Un patrimonio dal valore complessivo di circa 150mila euro è stato sequestrato dai Carabinieri della Compagnia di Bianco nell’ambito dell’indagine “Eureka”.
Sigilli a immobili, auto e conti
Il provvedimento, disposto dal Tribunale di Reggio Calabria, Sezione Misure di Prevenzione, ha riguardato un appartamento, un’autovettura, una quota societaria di una gelateria, due conti correnti e otto buoni fruttiferi postali.
Il collegamento con l’inchiesta Eureka
La misura riguarda un soggetto originario di San Luca, attualmente detenuto in carcere e ritenuto dagli inquirenti di rilievo nell’ambito della criminalità organizzata locale e internazionale. Secondo le risultanze dell’inchiesta “Eureka”, avrebbe avuto un ruolo apicale in un’organizzazione transnazionale dedita al traffico di cocaina dal Sud America verso diversi Paesi europei, con il porto di Gioia Tauro come principale snodo logistico.
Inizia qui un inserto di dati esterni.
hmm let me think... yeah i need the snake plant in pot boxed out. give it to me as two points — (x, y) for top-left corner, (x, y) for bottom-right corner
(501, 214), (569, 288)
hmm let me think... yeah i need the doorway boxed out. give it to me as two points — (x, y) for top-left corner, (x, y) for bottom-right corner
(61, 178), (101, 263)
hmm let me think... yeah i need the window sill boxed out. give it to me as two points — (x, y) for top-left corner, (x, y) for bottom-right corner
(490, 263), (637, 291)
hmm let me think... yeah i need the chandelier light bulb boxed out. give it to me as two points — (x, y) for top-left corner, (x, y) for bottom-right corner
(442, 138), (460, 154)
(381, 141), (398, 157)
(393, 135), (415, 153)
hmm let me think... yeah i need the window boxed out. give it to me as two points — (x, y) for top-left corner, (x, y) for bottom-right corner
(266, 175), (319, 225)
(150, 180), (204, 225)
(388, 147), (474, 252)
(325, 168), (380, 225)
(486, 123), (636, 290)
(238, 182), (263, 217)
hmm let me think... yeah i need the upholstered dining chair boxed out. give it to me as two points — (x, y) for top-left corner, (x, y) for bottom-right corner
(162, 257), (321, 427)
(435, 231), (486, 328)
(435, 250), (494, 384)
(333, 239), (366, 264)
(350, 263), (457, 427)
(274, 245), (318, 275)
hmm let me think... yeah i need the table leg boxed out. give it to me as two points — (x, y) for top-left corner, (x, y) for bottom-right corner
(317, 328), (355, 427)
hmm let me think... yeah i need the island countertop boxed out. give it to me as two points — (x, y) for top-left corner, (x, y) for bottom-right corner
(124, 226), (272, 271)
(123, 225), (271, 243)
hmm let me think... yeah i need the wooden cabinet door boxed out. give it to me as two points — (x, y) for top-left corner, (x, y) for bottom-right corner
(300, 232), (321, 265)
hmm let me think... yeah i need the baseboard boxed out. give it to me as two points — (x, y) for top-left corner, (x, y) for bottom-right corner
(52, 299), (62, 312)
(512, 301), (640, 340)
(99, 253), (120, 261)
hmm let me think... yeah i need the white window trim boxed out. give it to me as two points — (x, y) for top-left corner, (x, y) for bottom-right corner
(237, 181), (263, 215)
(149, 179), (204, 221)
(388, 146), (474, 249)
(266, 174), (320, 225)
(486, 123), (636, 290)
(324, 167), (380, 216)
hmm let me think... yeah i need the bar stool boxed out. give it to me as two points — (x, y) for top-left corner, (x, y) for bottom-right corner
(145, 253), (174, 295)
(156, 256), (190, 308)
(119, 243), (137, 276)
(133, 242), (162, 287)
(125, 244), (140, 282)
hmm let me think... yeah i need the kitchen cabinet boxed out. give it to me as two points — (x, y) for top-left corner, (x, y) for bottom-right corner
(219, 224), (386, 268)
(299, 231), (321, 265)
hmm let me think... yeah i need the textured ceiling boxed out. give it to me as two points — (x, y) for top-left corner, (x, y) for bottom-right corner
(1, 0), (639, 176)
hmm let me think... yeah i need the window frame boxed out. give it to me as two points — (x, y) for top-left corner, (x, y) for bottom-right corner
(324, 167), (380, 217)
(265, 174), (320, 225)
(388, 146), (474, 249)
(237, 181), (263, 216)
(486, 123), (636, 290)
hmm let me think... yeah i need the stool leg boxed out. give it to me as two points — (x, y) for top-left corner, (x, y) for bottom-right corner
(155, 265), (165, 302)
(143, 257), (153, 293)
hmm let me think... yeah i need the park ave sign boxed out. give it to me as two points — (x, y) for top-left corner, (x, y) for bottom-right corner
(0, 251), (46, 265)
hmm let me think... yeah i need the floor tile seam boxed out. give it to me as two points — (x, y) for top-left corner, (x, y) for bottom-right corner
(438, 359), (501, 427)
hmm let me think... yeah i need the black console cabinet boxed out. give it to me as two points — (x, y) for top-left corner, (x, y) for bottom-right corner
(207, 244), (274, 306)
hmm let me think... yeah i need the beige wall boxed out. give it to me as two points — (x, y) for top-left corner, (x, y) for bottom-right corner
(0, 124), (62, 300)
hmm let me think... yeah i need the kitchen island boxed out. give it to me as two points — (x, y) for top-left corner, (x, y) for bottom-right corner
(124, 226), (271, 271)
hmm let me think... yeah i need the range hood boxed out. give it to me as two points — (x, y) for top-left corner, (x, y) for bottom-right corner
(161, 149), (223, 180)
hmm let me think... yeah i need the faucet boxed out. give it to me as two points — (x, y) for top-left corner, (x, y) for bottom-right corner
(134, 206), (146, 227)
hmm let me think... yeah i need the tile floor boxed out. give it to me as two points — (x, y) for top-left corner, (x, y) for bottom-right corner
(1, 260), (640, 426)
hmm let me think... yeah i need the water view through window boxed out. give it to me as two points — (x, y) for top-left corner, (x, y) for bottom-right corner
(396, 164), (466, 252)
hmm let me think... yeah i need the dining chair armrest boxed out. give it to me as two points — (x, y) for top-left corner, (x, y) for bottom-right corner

Accertamenti sulla disponibilità economica
Gli investigatori hanno svolto approfondite verifiche sulla situazione economica e patrimoniale del nucleo familiare. Gli accertamenti avrebbero evidenziato una sproporzione tra i beni individuati e i redditi dichiarati, elemento che, secondo l’ipotesi alla base del provvedimento, sarebbe compatibile con il reimpiego di capitali di provenienza illecita. La quota della gelateria sarebbe stata inoltre intestata a terzi, pur risultando riconducibile al destinatario della misura secondo gli investigatori.
La decisione spetterà ai giudici
Il procedimento si trova nella fase cautelare. Sarà il successivo contraddittorio e l’esito delle diverse fasi del giudizio a stabilire se procedere con la confisca definitiva dei beni e con la loro eventuale acquisizione al patrimonio dello Stato.